I am a post graduate electrical engineering student who is working with some optimization. Particularly, the objective function of my problem has the form
$\begin{array}{*{20}{c}} {\left( P \right)}&{\mathop {\min }\limits_{x,y,z} }&{{g_1}\left( x \right) \times {g_2}\left( y \right) \times {g_3}\left( z \right)}\\ {}&{s.t}&{{x_L} \le {f_1}\left( x \right) \le {x_U}}\\ {}&{}&{{y_L} \le {f_2}\left( y \right) \le {y_U}}\\ {}&{}&{{z_L} \le {f_3}\left( z \right) \le {z_U}} \end{array}$
Here $x_L$,$y_L$ and $z_L$ are some numerical lower bound. Likewise $x_U$,$y_U$ and $z_U$ are some numerical upper bound.

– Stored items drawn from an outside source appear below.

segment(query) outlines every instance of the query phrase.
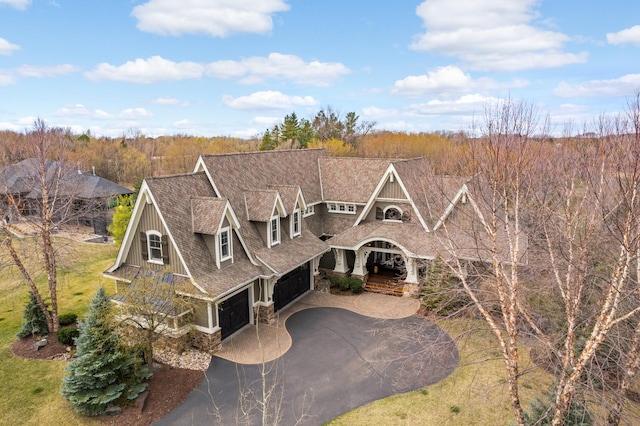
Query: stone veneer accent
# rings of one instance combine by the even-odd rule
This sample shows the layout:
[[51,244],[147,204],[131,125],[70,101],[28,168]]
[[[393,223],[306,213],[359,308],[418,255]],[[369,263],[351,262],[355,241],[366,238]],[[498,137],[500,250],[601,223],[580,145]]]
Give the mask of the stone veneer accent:
[[164,351],[180,354],[184,352],[190,345],[189,335],[183,334],[181,336],[173,337],[167,335],[160,335],[155,342],[153,342],[154,349],[161,349]]
[[253,316],[263,324],[273,324],[276,317],[275,304],[254,306]]
[[222,330],[218,329],[212,334],[195,331],[191,339],[191,345],[211,355],[222,349]]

Therefore, my question is that can I find the optimal decision variable $x,y,z$ of problem $(P)$ by solving these 3 separates univariate problem $P_1$, $P_2$ and $P_3$ ?
$\begin{array}{*{20}{c}} {\left( {{P_1}} \right)}&{\mathop {\min }\limits_x }&{{g_1}\left( x \right)}\\ {}&{s.t}&{{x_L} \le {f_1}\left( x \right) \le {x_U}} \end{array}$
$\begin{array}{*{20}{c}} {\left( {{P_2}} \right)}&{\mathop {\min }\limits_y }&{{g_2}\left( y \right)}\\ {}&{s.t}&{{y_L} \le {f_2}\left( y \right) \le {y_U}} \end{array}$
$\begin{array}{*{20}{c}} {\left( {{P_3}} \right)}&{\mathop {\min }\limits_z }&{{g_3}\left( z \right)}\\ {}&{s.t}&{{z_L} \le {f_3}\left( z \right) \le {z_U}} \end{array}$
Also,if the answer is 'yes' then what would be the rigorous explanation for this approach ?

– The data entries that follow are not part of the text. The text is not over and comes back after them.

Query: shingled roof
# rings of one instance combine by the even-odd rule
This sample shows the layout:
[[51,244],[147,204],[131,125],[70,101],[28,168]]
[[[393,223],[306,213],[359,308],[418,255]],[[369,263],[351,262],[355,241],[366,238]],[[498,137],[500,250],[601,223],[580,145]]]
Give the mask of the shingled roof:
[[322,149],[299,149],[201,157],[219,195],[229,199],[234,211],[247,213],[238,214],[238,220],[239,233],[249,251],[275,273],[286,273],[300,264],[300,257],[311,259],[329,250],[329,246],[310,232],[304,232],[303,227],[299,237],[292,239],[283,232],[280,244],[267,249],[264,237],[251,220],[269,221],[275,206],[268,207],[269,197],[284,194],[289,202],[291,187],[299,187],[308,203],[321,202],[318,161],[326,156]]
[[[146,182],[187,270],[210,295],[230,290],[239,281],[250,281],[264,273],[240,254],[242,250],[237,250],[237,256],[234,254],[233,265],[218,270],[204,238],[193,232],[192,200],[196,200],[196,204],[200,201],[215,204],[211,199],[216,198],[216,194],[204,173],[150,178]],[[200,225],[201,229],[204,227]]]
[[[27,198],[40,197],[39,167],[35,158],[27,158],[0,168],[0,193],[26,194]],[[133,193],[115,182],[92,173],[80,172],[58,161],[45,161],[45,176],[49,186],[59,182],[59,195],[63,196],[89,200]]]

Note that sometimes $f(.)$ and $g()$ are not differentiable.
Thank you for your enthusiasm !
Without restrictions on the functions $g_1,g_2,g_3$ the general answer is no, you cannot separately optimize the variables. For example,
For a concrete example consider $g_1 = g_2 = g_3 = f_1 = f_2 = f_3$ where the common function is $g_1(t) = t$ and $$x_L = -1, x_U = 1, y_L=-1,y_U = 1, z_L = 1,z_U = 2.$$ In this case the minimum is obtained with $x = -1, y = 1, z=2$ and obtains $xyz = -2$. If the variables are optimized separately you will have $x = -1, y = -1, z = 1$ and obtain $xyz = +1$.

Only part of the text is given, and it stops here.